A single slit of width $$b$$ is illuminated by a coherent monochromatic light of wavelength $$\lambda$$. If the second and fourth minima in the diffraction pattern at a distance 1 cm from the slit are at 3 cm and 6 cm respectively from the central maximum, what is the width of the central maximum? (i.e. distance between first minimum on either side of the central maximum)

For diffraction of light by a single slit, the positions of the minima are obtained from the condition

$$b \sin\theta_m = m\lambda,$$

where $$b$$ is the slit width, $$\lambda$$ is the wavelength, $$\theta_m$$ is the angle that the $$m^{\text{th}}$$ minimum makes with the central axis, and $$m = 1,2,3,\ldots$$ labels the order of the minimum.

The screen is placed at a distance $$D$$ from the slit. When the angles are small, we use the small-angle approximations

$$\tan\theta_m \approx \sin\theta_m \approx \theta_m \quad\text{(in radians)},$$

so the transverse distance $$y_m$$ of the $$m^{\text{th}}$$ minimum from the central maximum on the screen is

$$y_m = D\tan\theta_m \;\approx\; D\sin\theta_m.$$

Substituting $$\sin\theta_m = m\lambda/b$$ from the diffraction condition, we get an explicit formula for the position of the minima on the screen:

$$y_m \approx D\left(\frac{m\lambda}{b}\right) = \frac{D\lambda}{b}\,m.$$

This shows that, under the small-angle approximation, the distances of successive minima are directly proportional to the order $$m$$.

We are told that

$$y_2 = 3\ \text{cm}, \qquad y_4 = 6\ \text{cm}.$$

To confirm consistency, notice that

$$\frac{y_4}{y_2} = \frac{6\ \text{cm}}{3\ \text{cm}} = 2 = \frac{4}{2},$$

which matches the proportionality predicted by the formula, so the data are self-consistent.

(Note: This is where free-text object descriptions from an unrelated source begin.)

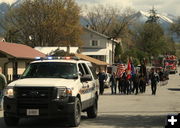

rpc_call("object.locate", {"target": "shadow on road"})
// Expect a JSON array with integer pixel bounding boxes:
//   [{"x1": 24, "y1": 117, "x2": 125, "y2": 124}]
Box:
[
  {"x1": 168, "y1": 88, "x2": 180, "y2": 91},
  {"x1": 81, "y1": 114, "x2": 165, "y2": 128},
  {"x1": 0, "y1": 117, "x2": 72, "y2": 128},
  {"x1": 0, "y1": 115, "x2": 165, "y2": 128}
]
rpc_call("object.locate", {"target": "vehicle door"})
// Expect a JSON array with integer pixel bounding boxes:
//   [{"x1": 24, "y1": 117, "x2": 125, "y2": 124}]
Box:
[
  {"x1": 78, "y1": 63, "x2": 94, "y2": 108},
  {"x1": 86, "y1": 62, "x2": 98, "y2": 98},
  {"x1": 78, "y1": 63, "x2": 91, "y2": 106}
]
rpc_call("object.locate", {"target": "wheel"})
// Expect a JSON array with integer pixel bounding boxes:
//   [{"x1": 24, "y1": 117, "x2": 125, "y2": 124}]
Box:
[
  {"x1": 69, "y1": 98, "x2": 81, "y2": 127},
  {"x1": 87, "y1": 98, "x2": 98, "y2": 118},
  {"x1": 4, "y1": 115, "x2": 19, "y2": 126}
]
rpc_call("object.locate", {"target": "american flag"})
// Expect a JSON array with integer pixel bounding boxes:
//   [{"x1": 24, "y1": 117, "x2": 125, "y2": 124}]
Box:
[{"x1": 116, "y1": 64, "x2": 126, "y2": 78}]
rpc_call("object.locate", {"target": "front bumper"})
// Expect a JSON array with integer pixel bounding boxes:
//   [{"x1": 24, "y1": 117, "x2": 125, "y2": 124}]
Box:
[{"x1": 3, "y1": 96, "x2": 76, "y2": 118}]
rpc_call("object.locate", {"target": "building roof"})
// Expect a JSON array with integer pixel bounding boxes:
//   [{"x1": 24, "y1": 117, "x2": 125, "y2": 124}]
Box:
[
  {"x1": 82, "y1": 48, "x2": 108, "y2": 55},
  {"x1": 83, "y1": 27, "x2": 109, "y2": 39},
  {"x1": 75, "y1": 54, "x2": 109, "y2": 66},
  {"x1": 0, "y1": 42, "x2": 45, "y2": 59},
  {"x1": 35, "y1": 47, "x2": 79, "y2": 55},
  {"x1": 83, "y1": 27, "x2": 119, "y2": 44}
]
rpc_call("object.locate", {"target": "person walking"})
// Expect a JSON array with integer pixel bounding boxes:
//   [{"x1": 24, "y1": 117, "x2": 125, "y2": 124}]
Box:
[
  {"x1": 0, "y1": 68, "x2": 7, "y2": 110},
  {"x1": 122, "y1": 69, "x2": 130, "y2": 95},
  {"x1": 116, "y1": 63, "x2": 125, "y2": 94},
  {"x1": 149, "y1": 68, "x2": 159, "y2": 95},
  {"x1": 97, "y1": 69, "x2": 106, "y2": 95},
  {"x1": 110, "y1": 72, "x2": 117, "y2": 94},
  {"x1": 132, "y1": 71, "x2": 139, "y2": 95}
]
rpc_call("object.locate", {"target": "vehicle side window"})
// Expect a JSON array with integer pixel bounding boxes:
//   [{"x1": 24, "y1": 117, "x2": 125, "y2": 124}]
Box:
[
  {"x1": 78, "y1": 63, "x2": 85, "y2": 76},
  {"x1": 82, "y1": 63, "x2": 90, "y2": 75},
  {"x1": 89, "y1": 65, "x2": 98, "y2": 79}
]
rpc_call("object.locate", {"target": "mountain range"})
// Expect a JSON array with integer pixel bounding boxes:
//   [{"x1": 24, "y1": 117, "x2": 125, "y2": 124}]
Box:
[
  {"x1": 130, "y1": 10, "x2": 179, "y2": 42},
  {"x1": 0, "y1": 1, "x2": 179, "y2": 42}
]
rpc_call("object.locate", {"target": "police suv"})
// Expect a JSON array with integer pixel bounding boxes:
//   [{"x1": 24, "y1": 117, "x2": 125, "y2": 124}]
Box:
[{"x1": 3, "y1": 57, "x2": 99, "y2": 127}]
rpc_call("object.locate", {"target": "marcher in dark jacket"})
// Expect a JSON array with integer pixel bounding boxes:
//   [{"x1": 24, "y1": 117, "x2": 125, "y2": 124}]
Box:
[
  {"x1": 0, "y1": 73, "x2": 6, "y2": 95},
  {"x1": 149, "y1": 69, "x2": 159, "y2": 95},
  {"x1": 122, "y1": 70, "x2": 130, "y2": 95},
  {"x1": 98, "y1": 70, "x2": 106, "y2": 95},
  {"x1": 0, "y1": 72, "x2": 7, "y2": 110},
  {"x1": 110, "y1": 72, "x2": 117, "y2": 94},
  {"x1": 132, "y1": 71, "x2": 139, "y2": 95}
]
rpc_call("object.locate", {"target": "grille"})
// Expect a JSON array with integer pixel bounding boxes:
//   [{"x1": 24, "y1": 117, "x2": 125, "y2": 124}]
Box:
[{"x1": 14, "y1": 87, "x2": 55, "y2": 109}]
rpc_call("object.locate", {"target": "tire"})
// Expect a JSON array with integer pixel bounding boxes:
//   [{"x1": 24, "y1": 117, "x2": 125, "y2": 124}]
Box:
[
  {"x1": 69, "y1": 98, "x2": 81, "y2": 127},
  {"x1": 4, "y1": 116, "x2": 19, "y2": 126},
  {"x1": 87, "y1": 98, "x2": 98, "y2": 118}
]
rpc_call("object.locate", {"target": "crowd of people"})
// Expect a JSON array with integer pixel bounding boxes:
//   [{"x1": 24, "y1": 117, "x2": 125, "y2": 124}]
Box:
[{"x1": 98, "y1": 61, "x2": 170, "y2": 96}]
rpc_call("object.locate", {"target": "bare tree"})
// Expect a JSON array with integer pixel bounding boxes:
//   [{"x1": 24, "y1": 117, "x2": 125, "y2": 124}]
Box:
[
  {"x1": 1, "y1": 0, "x2": 82, "y2": 47},
  {"x1": 83, "y1": 5, "x2": 135, "y2": 39}
]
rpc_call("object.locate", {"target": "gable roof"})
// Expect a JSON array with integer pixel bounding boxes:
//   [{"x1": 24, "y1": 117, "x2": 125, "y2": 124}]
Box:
[
  {"x1": 75, "y1": 54, "x2": 109, "y2": 66},
  {"x1": 0, "y1": 42, "x2": 45, "y2": 59},
  {"x1": 83, "y1": 27, "x2": 109, "y2": 39}
]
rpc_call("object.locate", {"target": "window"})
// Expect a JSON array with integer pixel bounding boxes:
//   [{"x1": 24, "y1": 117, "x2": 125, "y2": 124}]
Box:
[
  {"x1": 87, "y1": 63, "x2": 97, "y2": 79},
  {"x1": 78, "y1": 63, "x2": 91, "y2": 76},
  {"x1": 90, "y1": 40, "x2": 99, "y2": 46},
  {"x1": 78, "y1": 63, "x2": 85, "y2": 76},
  {"x1": 82, "y1": 63, "x2": 90, "y2": 75}
]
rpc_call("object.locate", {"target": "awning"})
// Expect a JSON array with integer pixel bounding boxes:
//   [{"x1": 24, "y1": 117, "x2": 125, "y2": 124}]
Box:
[
  {"x1": 75, "y1": 54, "x2": 109, "y2": 66},
  {"x1": 82, "y1": 49, "x2": 108, "y2": 55}
]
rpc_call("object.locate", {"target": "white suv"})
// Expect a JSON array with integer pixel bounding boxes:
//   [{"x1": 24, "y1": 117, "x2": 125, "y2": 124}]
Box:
[{"x1": 3, "y1": 57, "x2": 99, "y2": 127}]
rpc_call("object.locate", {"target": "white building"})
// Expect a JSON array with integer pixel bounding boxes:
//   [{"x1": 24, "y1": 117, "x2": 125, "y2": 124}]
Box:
[{"x1": 80, "y1": 27, "x2": 117, "y2": 65}]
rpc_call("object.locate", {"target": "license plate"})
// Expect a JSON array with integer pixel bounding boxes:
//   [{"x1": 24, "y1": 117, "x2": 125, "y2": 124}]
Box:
[{"x1": 27, "y1": 109, "x2": 39, "y2": 116}]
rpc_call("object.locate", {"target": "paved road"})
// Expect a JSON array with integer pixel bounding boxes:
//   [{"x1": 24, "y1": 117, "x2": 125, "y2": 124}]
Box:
[{"x1": 0, "y1": 72, "x2": 180, "y2": 128}]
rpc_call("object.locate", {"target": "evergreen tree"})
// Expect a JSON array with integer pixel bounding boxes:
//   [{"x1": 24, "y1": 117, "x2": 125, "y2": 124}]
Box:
[
  {"x1": 114, "y1": 43, "x2": 122, "y2": 63},
  {"x1": 146, "y1": 7, "x2": 159, "y2": 23}
]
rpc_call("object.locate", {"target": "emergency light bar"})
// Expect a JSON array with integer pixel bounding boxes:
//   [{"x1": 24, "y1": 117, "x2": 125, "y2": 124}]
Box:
[{"x1": 35, "y1": 56, "x2": 80, "y2": 60}]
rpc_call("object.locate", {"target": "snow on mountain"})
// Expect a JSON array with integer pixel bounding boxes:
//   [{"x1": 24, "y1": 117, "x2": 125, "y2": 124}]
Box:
[
  {"x1": 133, "y1": 10, "x2": 174, "y2": 24},
  {"x1": 157, "y1": 14, "x2": 173, "y2": 23},
  {"x1": 131, "y1": 10, "x2": 180, "y2": 43}
]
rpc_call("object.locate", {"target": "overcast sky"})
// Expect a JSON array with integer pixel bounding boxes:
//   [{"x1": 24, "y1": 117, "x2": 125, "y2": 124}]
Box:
[
  {"x1": 0, "y1": 0, "x2": 180, "y2": 16},
  {"x1": 75, "y1": 0, "x2": 180, "y2": 16}
]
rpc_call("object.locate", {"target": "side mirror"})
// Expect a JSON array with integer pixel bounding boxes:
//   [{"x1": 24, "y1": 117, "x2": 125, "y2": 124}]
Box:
[
  {"x1": 80, "y1": 75, "x2": 92, "y2": 82},
  {"x1": 13, "y1": 74, "x2": 20, "y2": 80},
  {"x1": 78, "y1": 71, "x2": 82, "y2": 76}
]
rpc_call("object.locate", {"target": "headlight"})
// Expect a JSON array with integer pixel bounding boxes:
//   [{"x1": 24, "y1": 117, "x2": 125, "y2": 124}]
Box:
[
  {"x1": 57, "y1": 87, "x2": 72, "y2": 99},
  {"x1": 4, "y1": 87, "x2": 14, "y2": 98}
]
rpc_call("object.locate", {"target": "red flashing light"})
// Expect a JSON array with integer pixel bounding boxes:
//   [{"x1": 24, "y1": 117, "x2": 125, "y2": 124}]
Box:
[
  {"x1": 65, "y1": 56, "x2": 71, "y2": 60},
  {"x1": 35, "y1": 56, "x2": 79, "y2": 60}
]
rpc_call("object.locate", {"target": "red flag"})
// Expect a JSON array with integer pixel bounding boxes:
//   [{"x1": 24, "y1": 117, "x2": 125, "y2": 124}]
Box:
[{"x1": 127, "y1": 60, "x2": 131, "y2": 80}]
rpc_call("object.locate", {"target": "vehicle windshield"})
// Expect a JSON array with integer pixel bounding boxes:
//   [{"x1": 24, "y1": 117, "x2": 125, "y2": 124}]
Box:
[{"x1": 21, "y1": 62, "x2": 78, "y2": 79}]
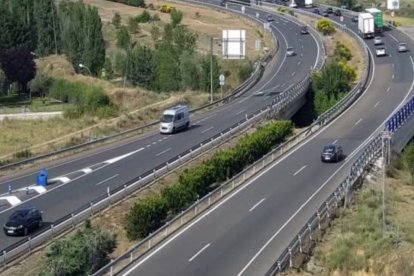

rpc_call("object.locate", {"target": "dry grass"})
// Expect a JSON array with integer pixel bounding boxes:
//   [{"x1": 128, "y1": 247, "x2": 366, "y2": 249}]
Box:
[
  {"x1": 1, "y1": 119, "x2": 259, "y2": 276},
  {"x1": 0, "y1": 0, "x2": 273, "y2": 157},
  {"x1": 285, "y1": 167, "x2": 414, "y2": 276}
]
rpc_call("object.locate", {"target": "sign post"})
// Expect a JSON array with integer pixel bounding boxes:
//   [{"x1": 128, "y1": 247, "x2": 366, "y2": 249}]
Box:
[{"x1": 219, "y1": 74, "x2": 225, "y2": 98}]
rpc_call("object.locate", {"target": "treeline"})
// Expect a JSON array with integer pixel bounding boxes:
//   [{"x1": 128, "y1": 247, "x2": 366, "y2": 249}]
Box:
[
  {"x1": 110, "y1": 9, "x2": 224, "y2": 93},
  {"x1": 125, "y1": 120, "x2": 293, "y2": 239}
]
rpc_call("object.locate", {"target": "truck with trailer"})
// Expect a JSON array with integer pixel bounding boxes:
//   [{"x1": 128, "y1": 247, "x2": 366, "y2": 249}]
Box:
[
  {"x1": 365, "y1": 8, "x2": 383, "y2": 32},
  {"x1": 358, "y1": 13, "x2": 375, "y2": 39}
]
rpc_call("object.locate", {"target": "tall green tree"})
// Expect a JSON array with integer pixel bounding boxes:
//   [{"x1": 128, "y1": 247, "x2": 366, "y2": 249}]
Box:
[
  {"x1": 116, "y1": 26, "x2": 131, "y2": 50},
  {"x1": 200, "y1": 54, "x2": 220, "y2": 92},
  {"x1": 153, "y1": 41, "x2": 180, "y2": 91},
  {"x1": 59, "y1": 2, "x2": 105, "y2": 75},
  {"x1": 0, "y1": 4, "x2": 33, "y2": 50},
  {"x1": 128, "y1": 46, "x2": 154, "y2": 88},
  {"x1": 179, "y1": 51, "x2": 199, "y2": 90},
  {"x1": 34, "y1": 0, "x2": 61, "y2": 56}
]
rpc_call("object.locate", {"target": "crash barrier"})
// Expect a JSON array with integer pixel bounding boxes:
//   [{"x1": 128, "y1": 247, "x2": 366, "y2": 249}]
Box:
[{"x1": 265, "y1": 133, "x2": 384, "y2": 275}]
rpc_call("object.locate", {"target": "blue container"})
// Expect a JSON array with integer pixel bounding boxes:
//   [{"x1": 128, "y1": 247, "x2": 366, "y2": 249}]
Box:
[{"x1": 36, "y1": 169, "x2": 48, "y2": 186}]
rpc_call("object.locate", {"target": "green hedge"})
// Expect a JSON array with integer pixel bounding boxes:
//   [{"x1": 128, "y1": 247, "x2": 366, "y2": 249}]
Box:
[{"x1": 125, "y1": 120, "x2": 293, "y2": 240}]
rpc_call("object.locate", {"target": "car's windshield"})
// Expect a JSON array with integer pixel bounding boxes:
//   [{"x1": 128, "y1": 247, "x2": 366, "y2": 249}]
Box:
[
  {"x1": 161, "y1": 114, "x2": 174, "y2": 123},
  {"x1": 10, "y1": 210, "x2": 29, "y2": 220},
  {"x1": 323, "y1": 146, "x2": 335, "y2": 153},
  {"x1": 400, "y1": 43, "x2": 406, "y2": 47}
]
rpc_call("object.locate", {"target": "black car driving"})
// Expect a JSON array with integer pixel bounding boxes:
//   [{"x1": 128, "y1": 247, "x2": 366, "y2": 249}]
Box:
[
  {"x1": 321, "y1": 144, "x2": 343, "y2": 163},
  {"x1": 3, "y1": 207, "x2": 43, "y2": 236}
]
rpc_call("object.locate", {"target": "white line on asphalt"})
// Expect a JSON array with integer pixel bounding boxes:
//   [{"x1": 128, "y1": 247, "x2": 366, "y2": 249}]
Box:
[
  {"x1": 81, "y1": 168, "x2": 93, "y2": 174},
  {"x1": 392, "y1": 64, "x2": 395, "y2": 68},
  {"x1": 387, "y1": 87, "x2": 391, "y2": 92},
  {"x1": 302, "y1": 45, "x2": 304, "y2": 49},
  {"x1": 96, "y1": 174, "x2": 119, "y2": 186},
  {"x1": 300, "y1": 53, "x2": 303, "y2": 57},
  {"x1": 50, "y1": 176, "x2": 71, "y2": 183},
  {"x1": 291, "y1": 72, "x2": 296, "y2": 77},
  {"x1": 297, "y1": 61, "x2": 301, "y2": 66},
  {"x1": 293, "y1": 165, "x2": 307, "y2": 176},
  {"x1": 158, "y1": 139, "x2": 163, "y2": 142},
  {"x1": 392, "y1": 74, "x2": 395, "y2": 79},
  {"x1": 249, "y1": 198, "x2": 266, "y2": 212},
  {"x1": 332, "y1": 140, "x2": 338, "y2": 145},
  {"x1": 105, "y1": 148, "x2": 144, "y2": 164},
  {"x1": 152, "y1": 142, "x2": 157, "y2": 145},
  {"x1": 236, "y1": 109, "x2": 246, "y2": 115},
  {"x1": 155, "y1": 148, "x2": 171, "y2": 157},
  {"x1": 281, "y1": 83, "x2": 285, "y2": 87},
  {"x1": 355, "y1": 118, "x2": 362, "y2": 126},
  {"x1": 146, "y1": 145, "x2": 151, "y2": 148},
  {"x1": 389, "y1": 54, "x2": 392, "y2": 58},
  {"x1": 388, "y1": 33, "x2": 398, "y2": 42},
  {"x1": 201, "y1": 127, "x2": 214, "y2": 134},
  {"x1": 238, "y1": 97, "x2": 249, "y2": 104},
  {"x1": 374, "y1": 101, "x2": 380, "y2": 108},
  {"x1": 188, "y1": 243, "x2": 211, "y2": 262}
]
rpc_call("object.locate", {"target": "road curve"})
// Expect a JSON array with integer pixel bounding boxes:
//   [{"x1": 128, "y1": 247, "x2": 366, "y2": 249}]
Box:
[
  {"x1": 120, "y1": 4, "x2": 414, "y2": 276},
  {"x1": 0, "y1": 2, "x2": 319, "y2": 254}
]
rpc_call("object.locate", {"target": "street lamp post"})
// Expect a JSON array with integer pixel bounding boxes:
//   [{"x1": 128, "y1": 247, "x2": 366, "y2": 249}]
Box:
[
  {"x1": 210, "y1": 37, "x2": 221, "y2": 103},
  {"x1": 79, "y1": 63, "x2": 92, "y2": 76}
]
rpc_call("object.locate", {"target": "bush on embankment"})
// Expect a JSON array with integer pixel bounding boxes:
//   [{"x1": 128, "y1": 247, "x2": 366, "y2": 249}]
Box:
[
  {"x1": 48, "y1": 78, "x2": 118, "y2": 118},
  {"x1": 125, "y1": 120, "x2": 293, "y2": 239}
]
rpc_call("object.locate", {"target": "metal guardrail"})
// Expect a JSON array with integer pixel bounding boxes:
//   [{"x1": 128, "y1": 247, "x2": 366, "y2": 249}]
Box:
[{"x1": 0, "y1": 1, "x2": 313, "y2": 269}]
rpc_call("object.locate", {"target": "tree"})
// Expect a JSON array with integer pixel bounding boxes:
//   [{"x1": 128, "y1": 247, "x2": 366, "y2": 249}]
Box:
[
  {"x1": 0, "y1": 5, "x2": 33, "y2": 50},
  {"x1": 112, "y1": 12, "x2": 121, "y2": 28},
  {"x1": 128, "y1": 46, "x2": 154, "y2": 88},
  {"x1": 0, "y1": 49, "x2": 36, "y2": 95},
  {"x1": 179, "y1": 51, "x2": 199, "y2": 90},
  {"x1": 173, "y1": 25, "x2": 198, "y2": 56},
  {"x1": 34, "y1": 0, "x2": 61, "y2": 56},
  {"x1": 153, "y1": 41, "x2": 180, "y2": 91},
  {"x1": 199, "y1": 54, "x2": 220, "y2": 92},
  {"x1": 116, "y1": 26, "x2": 131, "y2": 50},
  {"x1": 59, "y1": 2, "x2": 106, "y2": 75},
  {"x1": 170, "y1": 9, "x2": 183, "y2": 27},
  {"x1": 316, "y1": 18, "x2": 336, "y2": 36},
  {"x1": 127, "y1": 16, "x2": 140, "y2": 34}
]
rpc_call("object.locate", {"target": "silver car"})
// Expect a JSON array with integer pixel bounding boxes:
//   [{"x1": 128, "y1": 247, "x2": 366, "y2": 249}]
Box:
[
  {"x1": 286, "y1": 47, "x2": 295, "y2": 56},
  {"x1": 398, "y1": 42, "x2": 408, "y2": 52},
  {"x1": 375, "y1": 46, "x2": 386, "y2": 57},
  {"x1": 374, "y1": 36, "x2": 382, "y2": 45}
]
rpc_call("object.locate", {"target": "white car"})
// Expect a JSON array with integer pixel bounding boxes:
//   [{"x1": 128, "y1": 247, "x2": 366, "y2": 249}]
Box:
[
  {"x1": 289, "y1": 2, "x2": 298, "y2": 8},
  {"x1": 286, "y1": 47, "x2": 295, "y2": 56},
  {"x1": 375, "y1": 47, "x2": 386, "y2": 57},
  {"x1": 374, "y1": 36, "x2": 382, "y2": 45},
  {"x1": 398, "y1": 42, "x2": 408, "y2": 52}
]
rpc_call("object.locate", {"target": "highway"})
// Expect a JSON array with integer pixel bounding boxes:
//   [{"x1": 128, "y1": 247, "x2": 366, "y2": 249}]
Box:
[
  {"x1": 0, "y1": 2, "x2": 319, "y2": 254},
  {"x1": 120, "y1": 3, "x2": 414, "y2": 276}
]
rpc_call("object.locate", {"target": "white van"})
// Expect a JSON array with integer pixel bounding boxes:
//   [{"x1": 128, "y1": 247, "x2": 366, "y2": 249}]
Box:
[{"x1": 159, "y1": 105, "x2": 190, "y2": 134}]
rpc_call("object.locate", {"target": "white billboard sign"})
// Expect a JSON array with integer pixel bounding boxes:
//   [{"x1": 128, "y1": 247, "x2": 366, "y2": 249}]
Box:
[
  {"x1": 222, "y1": 30, "x2": 246, "y2": 59},
  {"x1": 387, "y1": 0, "x2": 399, "y2": 10}
]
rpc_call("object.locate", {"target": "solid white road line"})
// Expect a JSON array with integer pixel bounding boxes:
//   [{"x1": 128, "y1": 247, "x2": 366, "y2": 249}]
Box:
[
  {"x1": 388, "y1": 34, "x2": 398, "y2": 42},
  {"x1": 0, "y1": 196, "x2": 21, "y2": 206},
  {"x1": 238, "y1": 97, "x2": 249, "y2": 104},
  {"x1": 249, "y1": 198, "x2": 266, "y2": 212},
  {"x1": 105, "y1": 148, "x2": 144, "y2": 164},
  {"x1": 392, "y1": 74, "x2": 395, "y2": 79},
  {"x1": 332, "y1": 140, "x2": 338, "y2": 145},
  {"x1": 81, "y1": 168, "x2": 93, "y2": 174},
  {"x1": 155, "y1": 148, "x2": 171, "y2": 157},
  {"x1": 51, "y1": 176, "x2": 71, "y2": 183},
  {"x1": 96, "y1": 174, "x2": 119, "y2": 186},
  {"x1": 291, "y1": 72, "x2": 296, "y2": 77},
  {"x1": 354, "y1": 118, "x2": 362, "y2": 126},
  {"x1": 293, "y1": 165, "x2": 307, "y2": 176},
  {"x1": 374, "y1": 101, "x2": 380, "y2": 108},
  {"x1": 188, "y1": 243, "x2": 211, "y2": 262},
  {"x1": 236, "y1": 109, "x2": 246, "y2": 115},
  {"x1": 387, "y1": 87, "x2": 391, "y2": 92},
  {"x1": 201, "y1": 127, "x2": 214, "y2": 134},
  {"x1": 297, "y1": 61, "x2": 301, "y2": 66}
]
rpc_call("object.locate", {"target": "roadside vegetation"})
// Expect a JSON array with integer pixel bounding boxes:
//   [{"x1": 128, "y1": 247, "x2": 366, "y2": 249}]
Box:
[
  {"x1": 0, "y1": 0, "x2": 271, "y2": 160},
  {"x1": 286, "y1": 142, "x2": 414, "y2": 275}
]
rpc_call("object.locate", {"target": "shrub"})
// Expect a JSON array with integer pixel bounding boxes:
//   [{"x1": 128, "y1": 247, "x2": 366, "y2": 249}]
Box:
[
  {"x1": 238, "y1": 60, "x2": 254, "y2": 82},
  {"x1": 112, "y1": 12, "x2": 121, "y2": 28},
  {"x1": 135, "y1": 10, "x2": 152, "y2": 23},
  {"x1": 116, "y1": 26, "x2": 131, "y2": 50},
  {"x1": 334, "y1": 42, "x2": 352, "y2": 61},
  {"x1": 29, "y1": 71, "x2": 52, "y2": 97},
  {"x1": 316, "y1": 18, "x2": 336, "y2": 35}
]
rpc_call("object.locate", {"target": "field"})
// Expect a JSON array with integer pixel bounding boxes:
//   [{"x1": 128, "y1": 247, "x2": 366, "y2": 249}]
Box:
[{"x1": 0, "y1": 0, "x2": 273, "y2": 159}]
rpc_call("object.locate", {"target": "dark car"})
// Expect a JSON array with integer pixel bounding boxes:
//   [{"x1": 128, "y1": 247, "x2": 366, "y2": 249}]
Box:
[
  {"x1": 267, "y1": 15, "x2": 274, "y2": 22},
  {"x1": 326, "y1": 7, "x2": 333, "y2": 13},
  {"x1": 322, "y1": 11, "x2": 329, "y2": 17},
  {"x1": 3, "y1": 207, "x2": 43, "y2": 236},
  {"x1": 352, "y1": 15, "x2": 358, "y2": 22},
  {"x1": 321, "y1": 144, "x2": 343, "y2": 163},
  {"x1": 334, "y1": 9, "x2": 342, "y2": 16},
  {"x1": 313, "y1": 8, "x2": 320, "y2": 14},
  {"x1": 300, "y1": 26, "x2": 309, "y2": 34}
]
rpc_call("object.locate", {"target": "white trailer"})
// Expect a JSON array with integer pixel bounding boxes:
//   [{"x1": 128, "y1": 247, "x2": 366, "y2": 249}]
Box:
[
  {"x1": 304, "y1": 0, "x2": 313, "y2": 8},
  {"x1": 358, "y1": 13, "x2": 374, "y2": 39}
]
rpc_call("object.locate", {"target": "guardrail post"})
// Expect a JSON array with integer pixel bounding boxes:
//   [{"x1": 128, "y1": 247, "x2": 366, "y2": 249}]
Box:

From the expression $$y_m = (D\lambda/b)\,m,$$ solve for the constant factor $$D\lambda/b$$ using the second-order minimum (any order would work):

$$\frac{D\lambda}{b} = \frac{y_2}{2} = \frac{3\ \text{cm}}{2} = 1.5\ \text{cm}.$$

Now, the first-order minima (which bound the central maximum) correspond to $$m = 1$$. Their distances from the central axis are therefore

$$y_1 = \frac{D\lambda}{b}\, (1) = 1.5\ \text{cm}.$$

The central bright fringe extends from the first minimum on one side to the first minimum on the other side, so its full width is twice $$y_1$$:

$$\text{Width of central maximum} = 2y_1 = 2 \times 1.5\ \text{cm} = 3.0\ \text{cm}.$$

Hence, the correct answer is Option D.